Généralités

Généralités

En cette fin de XXème siècle, écrire ne revêt plus la même sens qu'il y a un siècle. Le téléphone, la transmission d'images et les différents autres moyens rapides de communication ont pris peu à peu le pas sur l'art et la nécessité d'écrire. Néanmoins, l'écrit reste encore et toujours un moyen de communication essentiel. Les magazines, les journaux, les courriers, les curriculum vitae, les actes notariés, ... sont tributaires du support écrit.
Bien plus, depuis qu'il n'ont plus le temps d'écrire, les gens n'ont jamais autant écrit.
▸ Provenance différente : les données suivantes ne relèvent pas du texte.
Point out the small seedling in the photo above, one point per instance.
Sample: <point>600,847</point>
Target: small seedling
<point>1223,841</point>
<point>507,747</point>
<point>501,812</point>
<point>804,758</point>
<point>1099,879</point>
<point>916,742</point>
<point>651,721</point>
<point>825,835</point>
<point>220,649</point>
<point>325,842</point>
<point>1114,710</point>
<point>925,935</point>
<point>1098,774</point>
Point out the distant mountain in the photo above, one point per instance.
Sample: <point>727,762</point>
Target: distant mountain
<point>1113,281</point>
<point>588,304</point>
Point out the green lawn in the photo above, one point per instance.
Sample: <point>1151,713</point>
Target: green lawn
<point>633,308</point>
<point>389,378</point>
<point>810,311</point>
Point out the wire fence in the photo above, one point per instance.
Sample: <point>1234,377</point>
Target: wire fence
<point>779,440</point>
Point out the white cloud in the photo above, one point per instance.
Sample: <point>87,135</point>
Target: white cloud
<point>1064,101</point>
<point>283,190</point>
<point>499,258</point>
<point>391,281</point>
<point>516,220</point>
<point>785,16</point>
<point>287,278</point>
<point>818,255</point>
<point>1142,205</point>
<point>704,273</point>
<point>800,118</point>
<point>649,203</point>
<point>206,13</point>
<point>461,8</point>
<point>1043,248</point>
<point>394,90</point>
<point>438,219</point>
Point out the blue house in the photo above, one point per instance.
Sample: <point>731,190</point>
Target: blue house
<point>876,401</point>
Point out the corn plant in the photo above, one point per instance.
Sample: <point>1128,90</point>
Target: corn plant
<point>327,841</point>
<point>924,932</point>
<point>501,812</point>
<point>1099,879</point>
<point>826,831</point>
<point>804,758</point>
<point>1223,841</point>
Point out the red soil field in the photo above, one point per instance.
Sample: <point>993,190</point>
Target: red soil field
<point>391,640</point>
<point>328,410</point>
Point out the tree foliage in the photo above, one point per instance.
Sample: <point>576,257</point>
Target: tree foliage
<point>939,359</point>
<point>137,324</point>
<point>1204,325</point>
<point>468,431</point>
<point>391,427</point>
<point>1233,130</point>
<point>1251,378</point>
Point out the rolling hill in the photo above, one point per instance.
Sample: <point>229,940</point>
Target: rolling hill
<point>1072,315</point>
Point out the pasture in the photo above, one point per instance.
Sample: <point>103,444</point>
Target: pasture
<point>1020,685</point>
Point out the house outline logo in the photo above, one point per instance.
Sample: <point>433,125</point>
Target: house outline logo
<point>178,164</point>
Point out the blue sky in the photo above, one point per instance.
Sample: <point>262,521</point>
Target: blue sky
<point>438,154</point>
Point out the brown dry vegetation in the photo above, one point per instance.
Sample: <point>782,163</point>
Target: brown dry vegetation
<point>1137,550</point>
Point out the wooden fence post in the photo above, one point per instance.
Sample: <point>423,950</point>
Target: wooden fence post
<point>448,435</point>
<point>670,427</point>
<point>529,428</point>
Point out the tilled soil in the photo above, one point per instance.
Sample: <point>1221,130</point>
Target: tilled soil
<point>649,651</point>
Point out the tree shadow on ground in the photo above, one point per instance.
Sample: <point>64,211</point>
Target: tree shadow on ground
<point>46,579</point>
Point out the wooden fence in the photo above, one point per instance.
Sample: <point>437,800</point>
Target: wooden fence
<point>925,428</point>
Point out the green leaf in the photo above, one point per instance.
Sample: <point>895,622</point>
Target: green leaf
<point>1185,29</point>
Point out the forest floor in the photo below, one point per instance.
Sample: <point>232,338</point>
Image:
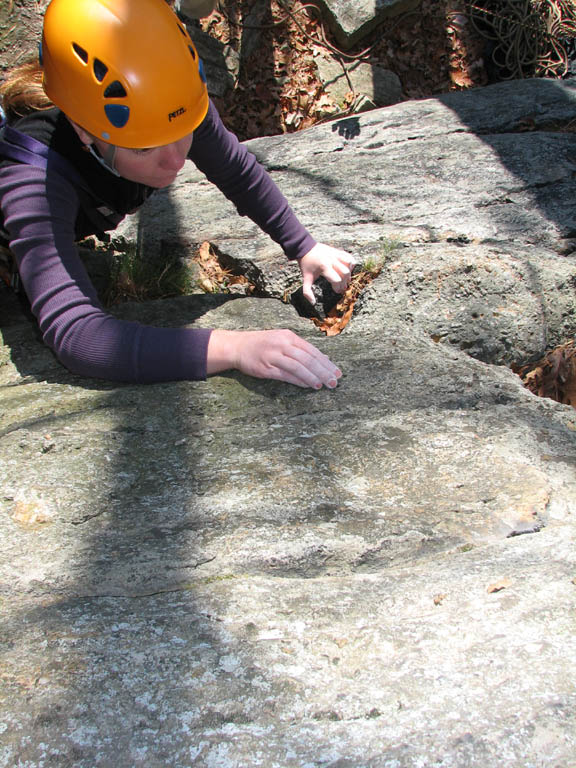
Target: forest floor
<point>432,49</point>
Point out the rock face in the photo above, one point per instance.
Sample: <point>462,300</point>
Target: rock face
<point>351,21</point>
<point>240,573</point>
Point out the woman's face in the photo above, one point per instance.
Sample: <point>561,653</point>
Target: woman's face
<point>155,167</point>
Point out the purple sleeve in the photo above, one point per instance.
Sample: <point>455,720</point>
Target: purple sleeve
<point>236,172</point>
<point>39,214</point>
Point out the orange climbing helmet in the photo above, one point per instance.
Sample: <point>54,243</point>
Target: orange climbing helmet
<point>125,70</point>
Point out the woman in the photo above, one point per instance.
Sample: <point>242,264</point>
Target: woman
<point>131,106</point>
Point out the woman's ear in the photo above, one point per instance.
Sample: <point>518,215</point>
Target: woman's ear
<point>84,136</point>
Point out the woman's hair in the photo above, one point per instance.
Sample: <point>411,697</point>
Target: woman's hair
<point>22,92</point>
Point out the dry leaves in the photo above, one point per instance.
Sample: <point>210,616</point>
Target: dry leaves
<point>339,316</point>
<point>433,49</point>
<point>498,586</point>
<point>214,278</point>
<point>554,376</point>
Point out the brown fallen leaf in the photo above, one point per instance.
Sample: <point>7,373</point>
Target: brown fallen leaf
<point>498,586</point>
<point>554,376</point>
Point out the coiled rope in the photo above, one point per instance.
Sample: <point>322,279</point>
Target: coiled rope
<point>530,37</point>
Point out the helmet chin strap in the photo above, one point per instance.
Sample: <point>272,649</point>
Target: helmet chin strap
<point>107,159</point>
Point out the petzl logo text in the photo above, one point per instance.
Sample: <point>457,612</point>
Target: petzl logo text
<point>176,113</point>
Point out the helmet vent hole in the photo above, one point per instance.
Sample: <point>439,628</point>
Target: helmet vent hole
<point>118,114</point>
<point>115,91</point>
<point>100,70</point>
<point>80,52</point>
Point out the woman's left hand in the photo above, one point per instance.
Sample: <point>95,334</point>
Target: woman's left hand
<point>333,264</point>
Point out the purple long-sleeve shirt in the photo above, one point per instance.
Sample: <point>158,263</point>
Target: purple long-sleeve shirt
<point>40,210</point>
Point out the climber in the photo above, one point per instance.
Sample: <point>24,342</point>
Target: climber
<point>114,108</point>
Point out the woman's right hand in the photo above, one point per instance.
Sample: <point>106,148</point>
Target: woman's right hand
<point>274,354</point>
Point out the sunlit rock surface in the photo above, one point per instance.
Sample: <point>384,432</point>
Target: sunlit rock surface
<point>241,573</point>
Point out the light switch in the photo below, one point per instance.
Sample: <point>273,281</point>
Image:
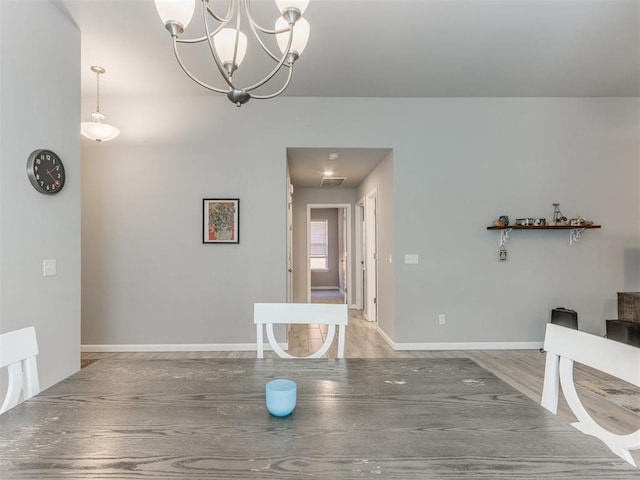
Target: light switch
<point>49,268</point>
<point>411,259</point>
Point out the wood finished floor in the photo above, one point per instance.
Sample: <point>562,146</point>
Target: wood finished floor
<point>522,369</point>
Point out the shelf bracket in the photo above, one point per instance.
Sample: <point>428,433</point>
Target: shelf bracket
<point>574,235</point>
<point>504,237</point>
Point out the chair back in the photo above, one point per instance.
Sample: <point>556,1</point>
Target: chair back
<point>268,314</point>
<point>18,351</point>
<point>564,346</point>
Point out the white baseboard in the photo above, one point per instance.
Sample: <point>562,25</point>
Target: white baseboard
<point>469,346</point>
<point>197,347</point>
<point>461,345</point>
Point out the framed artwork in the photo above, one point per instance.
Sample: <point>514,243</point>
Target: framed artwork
<point>221,220</point>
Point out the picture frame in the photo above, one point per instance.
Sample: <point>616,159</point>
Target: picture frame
<point>220,220</point>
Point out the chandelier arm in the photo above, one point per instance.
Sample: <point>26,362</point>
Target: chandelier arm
<point>223,23</point>
<point>235,46</point>
<point>216,59</point>
<point>273,95</point>
<point>253,27</point>
<point>190,75</point>
<point>277,68</point>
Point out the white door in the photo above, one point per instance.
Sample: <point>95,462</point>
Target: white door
<point>370,258</point>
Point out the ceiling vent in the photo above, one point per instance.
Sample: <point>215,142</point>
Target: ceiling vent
<point>332,181</point>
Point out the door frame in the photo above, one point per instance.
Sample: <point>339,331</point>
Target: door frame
<point>368,236</point>
<point>347,209</point>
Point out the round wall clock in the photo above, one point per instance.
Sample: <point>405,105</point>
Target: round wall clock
<point>45,171</point>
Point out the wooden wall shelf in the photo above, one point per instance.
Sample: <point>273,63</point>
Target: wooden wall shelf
<point>575,231</point>
<point>545,227</point>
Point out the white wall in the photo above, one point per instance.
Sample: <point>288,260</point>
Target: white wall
<point>40,108</point>
<point>457,164</point>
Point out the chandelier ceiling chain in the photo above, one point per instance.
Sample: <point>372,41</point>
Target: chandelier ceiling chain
<point>228,43</point>
<point>96,130</point>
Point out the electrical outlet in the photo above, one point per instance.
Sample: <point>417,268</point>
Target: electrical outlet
<point>49,268</point>
<point>411,259</point>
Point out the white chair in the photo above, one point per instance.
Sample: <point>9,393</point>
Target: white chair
<point>268,314</point>
<point>18,350</point>
<point>564,346</point>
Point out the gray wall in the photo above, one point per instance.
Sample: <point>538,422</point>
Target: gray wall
<point>457,165</point>
<point>330,277</point>
<point>40,108</point>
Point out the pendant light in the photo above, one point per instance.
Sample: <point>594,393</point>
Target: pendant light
<point>96,130</point>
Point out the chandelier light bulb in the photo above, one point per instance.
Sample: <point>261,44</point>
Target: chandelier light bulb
<point>301,32</point>
<point>175,12</point>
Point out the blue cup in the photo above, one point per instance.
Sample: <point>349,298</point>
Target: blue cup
<point>281,397</point>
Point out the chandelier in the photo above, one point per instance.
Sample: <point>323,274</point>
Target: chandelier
<point>228,43</point>
<point>96,130</point>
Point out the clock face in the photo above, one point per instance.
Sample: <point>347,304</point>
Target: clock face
<point>45,171</point>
Journaux intimes, romans et essais se pressent aux devantures des librairies.
En classe, les élèves sont encore astreints à rédiger des travaux écrit même si la dactylographie remplace aujourd'hui la calligraphie.

Entre l'écriture du message et sa réception, il s'écoule un laps de temps plus ou moins long dont l'expéditeur (auteur, scripteur, émetteur) devra tenir compte afin que son écrit soit lu sans déplaisir par son destinataire (lecteur, récepteur).

Si l'on écrit pour les autres, on peut aussi écrire pour soi. De plus en plus de gens tiennent leur journal intime : traces de vie, d'humour, de souvenir. D'autres prennent des notes ou affichent sur leur réfrigérateur une liste de choses à faire, un pense-bête pour l'épicerie. Écrire pour soi, c'est écrire sans contrainte. Néanmoins, celui qui écrit doit utiliser des signes codifiés qui lui permettront de se relire.

On écrit donc dans un but précis : une requête, une invitation, une information, un divertissement, ... Le message doit produire un effet qui aboutira au résultat escompté au moment de la rédaction que le destinataire soit connu (dans le cas d'une lettre personnelle) ou inconnu (dans le cas d'un récit). L'auteur devra également tenir compte de cet élément au moment de la rédaction de son écrit.